Tento me desvencilhar de seu toque, empurrá-lo para longe e ao menos me virar. Mas o homem roça os lábios em meus ouvidos e fala com a voz arrastada de quem já bebeu mais que o suficiente.

— Desculpa o atraso, linda. Que bom que você mudou de ideia.

— Será que… — tento me mover, mas ele projeta o corpo ainda mais contra o meu. — Podemos tratar de negócios?

— Negócios? Ah, você diz aquele relicário velho? Ele não vale muita coisa, talvez se você tivesse algo a mais para me oferecer… O que acha?

Me preparo para gritar, apesar do nó em minha garganta, mas uma voz nos interrompe:

— Nem fodendo.

No instante seguinte, o homem que me encochava está caído a alguns passos de distância.

— Calma, cara — um terceiro homem intervem. — Até que enfim te encontramos — ele diz para mim e finalmente enxergo o que está acontecendo.

Enzo Martelli, bem na minha frente, se colocando entre o homem no chão e Dante Vasconcellos.

Isso não pode estar mesmo acontecendo.

— Você tá me seguindo? — Fuzilo Dante com os olhos.

— Não — ele responde despreocupado.

— O que está fazendo aqui então?

— Saindo com os caras… — ele dá de ombros. — E você o que está fazendo aqui? — Dante olha bem para o meu vestido, fazendo questão de mostrar que reconhece o presente. Depois olha para o homem que acabou de empurrar. — E com ele?

— Não te interessa — disparo. Eu deveria agradecer, mas estou com muita raiva.

— Ela que me chamou aqui, cara — o homem grita enquanto Enzo tenta contê-lo.

— Não para isso — me defendo, gesticulando para nós.

— Para o quê então? — Dante pergunta com os olhos estreitos, percebo ele flexionando os dedos das mãos, irritado.

Enciumado.

— Eu só queria vender… uma coisa.

— Já falei que aquela porra de relicário não vale nada — o homem diz.

— O relicário da sua avó? — Dante se surpreende, a postura ficando menos tensa.

— Vale muito mais do que você está disposto a pagar — retruco.

— Se é pelo dinheiro, toma… — Dante diz enfiando a mão no bolso, e tirando algumas notas da carteira. Ele j**a o dinheiro na cara do homem e agarra meu cotovelo, me afastando dali até um canto menos movimentado.

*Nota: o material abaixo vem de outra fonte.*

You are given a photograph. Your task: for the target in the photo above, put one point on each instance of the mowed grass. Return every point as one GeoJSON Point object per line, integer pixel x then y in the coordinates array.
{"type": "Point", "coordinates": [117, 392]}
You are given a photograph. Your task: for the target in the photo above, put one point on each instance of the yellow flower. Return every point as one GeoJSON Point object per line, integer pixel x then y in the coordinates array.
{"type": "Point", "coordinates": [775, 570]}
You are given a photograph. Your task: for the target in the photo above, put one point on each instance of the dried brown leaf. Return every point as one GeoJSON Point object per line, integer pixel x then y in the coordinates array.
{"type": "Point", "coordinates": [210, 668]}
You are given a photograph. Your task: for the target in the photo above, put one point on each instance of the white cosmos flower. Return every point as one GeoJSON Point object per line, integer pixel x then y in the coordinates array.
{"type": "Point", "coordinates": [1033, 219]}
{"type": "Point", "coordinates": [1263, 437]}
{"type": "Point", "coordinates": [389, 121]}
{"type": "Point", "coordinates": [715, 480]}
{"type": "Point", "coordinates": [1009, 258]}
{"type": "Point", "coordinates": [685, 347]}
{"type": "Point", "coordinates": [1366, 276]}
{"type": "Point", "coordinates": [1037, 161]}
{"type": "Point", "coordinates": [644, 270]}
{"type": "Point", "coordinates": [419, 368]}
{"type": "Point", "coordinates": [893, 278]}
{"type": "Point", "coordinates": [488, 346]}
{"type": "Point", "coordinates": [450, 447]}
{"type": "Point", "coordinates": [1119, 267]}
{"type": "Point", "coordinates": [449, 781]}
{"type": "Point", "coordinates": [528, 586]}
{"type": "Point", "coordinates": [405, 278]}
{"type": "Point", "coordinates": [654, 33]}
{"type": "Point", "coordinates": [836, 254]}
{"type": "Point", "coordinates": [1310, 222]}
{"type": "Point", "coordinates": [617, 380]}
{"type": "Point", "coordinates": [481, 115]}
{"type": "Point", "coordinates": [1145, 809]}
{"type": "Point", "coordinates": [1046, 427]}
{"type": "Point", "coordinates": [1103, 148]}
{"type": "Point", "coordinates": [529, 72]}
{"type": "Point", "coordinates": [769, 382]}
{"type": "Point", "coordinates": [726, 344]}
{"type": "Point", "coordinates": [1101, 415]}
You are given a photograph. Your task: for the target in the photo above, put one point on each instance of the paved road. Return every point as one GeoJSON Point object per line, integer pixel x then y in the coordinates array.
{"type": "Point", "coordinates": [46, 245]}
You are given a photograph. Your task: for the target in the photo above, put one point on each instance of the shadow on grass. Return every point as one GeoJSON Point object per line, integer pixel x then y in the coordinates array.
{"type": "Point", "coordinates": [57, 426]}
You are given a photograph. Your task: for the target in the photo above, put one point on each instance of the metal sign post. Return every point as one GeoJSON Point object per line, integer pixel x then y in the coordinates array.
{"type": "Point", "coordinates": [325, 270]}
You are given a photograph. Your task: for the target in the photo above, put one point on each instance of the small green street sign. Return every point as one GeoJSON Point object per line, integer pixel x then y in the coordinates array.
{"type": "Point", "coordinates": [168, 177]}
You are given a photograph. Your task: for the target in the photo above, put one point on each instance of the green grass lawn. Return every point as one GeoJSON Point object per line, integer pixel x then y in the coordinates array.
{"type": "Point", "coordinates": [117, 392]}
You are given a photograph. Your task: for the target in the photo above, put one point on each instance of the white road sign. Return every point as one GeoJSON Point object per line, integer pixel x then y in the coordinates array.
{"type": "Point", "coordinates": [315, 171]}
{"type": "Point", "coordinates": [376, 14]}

— Você ia mesmo vender o relicário? — ele pergunta.

Cruzo os braços, me afastando de seu toque e desvio os olhos para a pista.

— Preciso do dinheiro — respondo amarga.

Após um minuto de silêncio, Dante me surpreende:

— Bella, case comigo.

As palavras saem de sua boca com uma naturalidade assustadora, como se ele tivesse ensaiado aquilo muitas vezes, mas não consigo entender porque eu, porque agora.